You will need to follow the suggestion in the comments above for https://github.com/NVIDIA/nvidia-docker/issues/1447#issuecomment-760059332 to force systemd to use v1 cgroups.

In any case -- we do not officially support Debian Testing nor cgroups v2 (yet).

regzon commented 3 years ago

@elezar @klueska thank you for your help. When forcing the systemd to not use the unified hierarchy, everything works fine. I thought that the latest libnvidia-container upgrade would resolve the issue (as it did for @super-cooper). But if the upgrade is not intended to fix the issue with cgroups, then everything is fine.

flixr commented 3 years ago

@klueska I'm having the same "issue", i.e. missing support for cgroups v2 (which I would very much like for other reasons). Is there already an issue for this to track?

klueska commented 3 years ago

We are not planning on building support for cgroups v2 into the existing nvidia-docker stack.

Please see my comment above for more info: https://github.com/NVIDIA/nvidia-docker/issues/1447#issuecomment-760189260

flixr commented 3 years ago

Let me rephrase it then: I want to use nvidia-docker on a system where cgroup v2 is enabled (systemd.unified_cgroup_hierarchy=true). Right now this is not working and this bug is closed. So is there an issue that I can track to know when I can use nvidia-docker on hosts with cgroup v2 enabled?

klueska commented 3 years ago

We have it tracked in our internal JIRA with a link to this this issue as the location to report once the work is complete: https://github.com/NVIDIA/libnvidia-container/issues/111

jelmd commented 3 years ago

facebook oomd requires cgroup v2, i.e. systemd.unified_cgroup_hierarchy=1. So either users freeze the boxes pretty often and render them unusable, or they cannot use nvidia-containers. Both is crap. We will probably drop the nvidia-docker non-sense.

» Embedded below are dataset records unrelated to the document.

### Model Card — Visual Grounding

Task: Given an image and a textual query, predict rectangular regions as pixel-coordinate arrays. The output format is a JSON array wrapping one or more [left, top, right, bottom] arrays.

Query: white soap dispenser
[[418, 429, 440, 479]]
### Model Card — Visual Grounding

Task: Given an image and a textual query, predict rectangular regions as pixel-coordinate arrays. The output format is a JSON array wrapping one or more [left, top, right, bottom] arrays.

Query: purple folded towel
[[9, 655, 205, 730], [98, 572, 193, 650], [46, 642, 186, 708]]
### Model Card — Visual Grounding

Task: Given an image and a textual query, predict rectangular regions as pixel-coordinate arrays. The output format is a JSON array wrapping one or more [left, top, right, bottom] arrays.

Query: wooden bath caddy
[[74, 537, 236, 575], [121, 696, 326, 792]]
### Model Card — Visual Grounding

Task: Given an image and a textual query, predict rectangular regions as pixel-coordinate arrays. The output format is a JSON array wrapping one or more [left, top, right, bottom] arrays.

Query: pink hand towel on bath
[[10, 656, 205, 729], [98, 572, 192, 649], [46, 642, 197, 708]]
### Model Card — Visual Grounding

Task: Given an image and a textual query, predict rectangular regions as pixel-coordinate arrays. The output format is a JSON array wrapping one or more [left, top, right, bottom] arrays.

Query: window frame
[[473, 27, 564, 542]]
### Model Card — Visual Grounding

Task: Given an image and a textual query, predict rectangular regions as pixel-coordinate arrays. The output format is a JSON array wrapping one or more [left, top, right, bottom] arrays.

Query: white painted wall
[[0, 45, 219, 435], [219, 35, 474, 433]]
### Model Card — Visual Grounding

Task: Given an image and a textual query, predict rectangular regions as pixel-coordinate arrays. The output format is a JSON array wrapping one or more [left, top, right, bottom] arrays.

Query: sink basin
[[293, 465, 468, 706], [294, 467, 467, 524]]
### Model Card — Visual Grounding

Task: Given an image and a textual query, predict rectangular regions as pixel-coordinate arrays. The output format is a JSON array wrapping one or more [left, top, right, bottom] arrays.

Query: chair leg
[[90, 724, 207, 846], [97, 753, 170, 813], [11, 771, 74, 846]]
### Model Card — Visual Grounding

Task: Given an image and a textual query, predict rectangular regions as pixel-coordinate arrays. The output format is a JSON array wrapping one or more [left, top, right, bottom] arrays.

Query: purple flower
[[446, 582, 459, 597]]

4n0m4l0u5 commented 3 years ago

For Debian users, you can disable cgroup hierarchy by editing /etc/default/grub and adding systemd.unified_cgroup_hierarchy=0 to the end of the GRUB_CMDLINE_LINUX_DEFAULT options. Example: ... GRUB_CMDLINE_LINUX_DEFAULT="quiet systemd.unified_cgroup_hierarchy=0" ...

Then run update-grub and reboot for changes to take effect.

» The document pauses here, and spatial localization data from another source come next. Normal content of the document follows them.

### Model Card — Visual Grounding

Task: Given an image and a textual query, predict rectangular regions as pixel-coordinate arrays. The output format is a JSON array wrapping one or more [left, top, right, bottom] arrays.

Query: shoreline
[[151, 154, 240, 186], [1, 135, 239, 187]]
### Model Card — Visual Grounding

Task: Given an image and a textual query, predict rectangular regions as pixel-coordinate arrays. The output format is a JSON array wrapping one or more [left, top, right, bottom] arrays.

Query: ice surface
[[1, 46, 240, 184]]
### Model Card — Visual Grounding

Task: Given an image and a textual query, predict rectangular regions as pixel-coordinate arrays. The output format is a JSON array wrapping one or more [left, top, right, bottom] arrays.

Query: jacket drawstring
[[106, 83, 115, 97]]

It's worth noting that I also had to modify /etc/nvidia-container-runtime/config.toml to remove the '@' symbol and update to the correct location of ldconfig for my system (Debian Unstable). eg: ldconfig = "/usr/sbin/ldconfig"

This worked for me, I hope this saves someone else some time.

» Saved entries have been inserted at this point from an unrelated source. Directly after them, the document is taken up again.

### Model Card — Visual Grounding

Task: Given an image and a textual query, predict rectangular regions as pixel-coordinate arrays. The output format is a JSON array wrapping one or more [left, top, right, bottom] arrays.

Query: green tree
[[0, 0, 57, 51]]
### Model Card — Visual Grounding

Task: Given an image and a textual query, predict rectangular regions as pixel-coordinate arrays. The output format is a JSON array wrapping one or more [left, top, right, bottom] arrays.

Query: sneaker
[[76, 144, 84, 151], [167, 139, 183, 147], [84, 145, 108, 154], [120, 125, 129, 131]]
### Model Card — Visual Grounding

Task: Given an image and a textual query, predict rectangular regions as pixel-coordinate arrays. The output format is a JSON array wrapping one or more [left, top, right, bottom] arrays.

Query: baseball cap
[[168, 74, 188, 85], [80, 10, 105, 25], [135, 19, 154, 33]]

Zethson commented 3 years ago

Fix on Arch:

Edit /etc/nvidia-container-runtime/config.toml and change #no-cgroups=false to no-cgroups=true. After a restart of the docker.service everything worked as usual.

gabrielebaris commented 3 years ago

@Zethson I also use Arch and yesterday I followed your suggestion. It seemed to work (I was able to start the containers), but running nvidia-smi I had no accesso to my GPU from inside docker. Reading the other answers in this issue, I solved by adding systemd.unified_cgroup_hierarchy=0 to boot kernel parameters and commenting again the entry no-cgroups in /etc/nvidia-container-runtime/config.toml

wernight commented 3 years ago

Arch has now cgroup v2 enabled by default, so it'd be useful to plan for supporting it.

adam505hq commented 3 years ago

Fix on Arch:

Edit /etc/nvidia-container-runtime/config.toml and change #no-cgroups=false to no-cgroups=true. After a restart of the docker.service everything worked as usual.

Awesome this works well.

biggs commented 3 years ago

Fix on NixOS (where cgroup v2 is also now default): add systemd.enableUnifiedCgroupHierarchy = false; and restart.

prismplex commented 3 years ago

This worked for me on Manjaro Linux (Arch Linux as base) without deactivating cgroup v2: Create the folder docker.service.d under /etc/systemd/system, create file override.conf in this folder:

[Service]
ExecStartPre=-/usr/bin/nvidia-modprobe -c 0 -u

After that you have to add the following content to your docker-compose.yml, thank you @DanielCeregatti :

    devices:
      - /dev/nvidia0:/dev/nvidia0
      - /dev/nvidiactl:/dev/nvidiactl
      - /dev/nvidia-modeset:/dev/nvidia-modeset
      - /dev/nvidia-uvm:/dev/nvidia-uvm
      - /dev/nvidia-uvm-tools:/dev/nvidia-uvm-tools

Background: The nvidia-uvm and nvidia-uvm-tools folder did not exist unter /dev for me. After running nvidia-modprobe -c 0 -u they appeared but disappeared after reboot. This workaround adds these folders before docker starts. Unfortunately I don`t know why these folders do not exist by default. Maybe somebody can complement. Currently using Linux 5.12. Maybe it has to do with this kernel version.

Edit: This workaround works only if the container using NVIDIA is restarted afterwards. I do not know why, but if not, the container starts, but cannot access the created directories.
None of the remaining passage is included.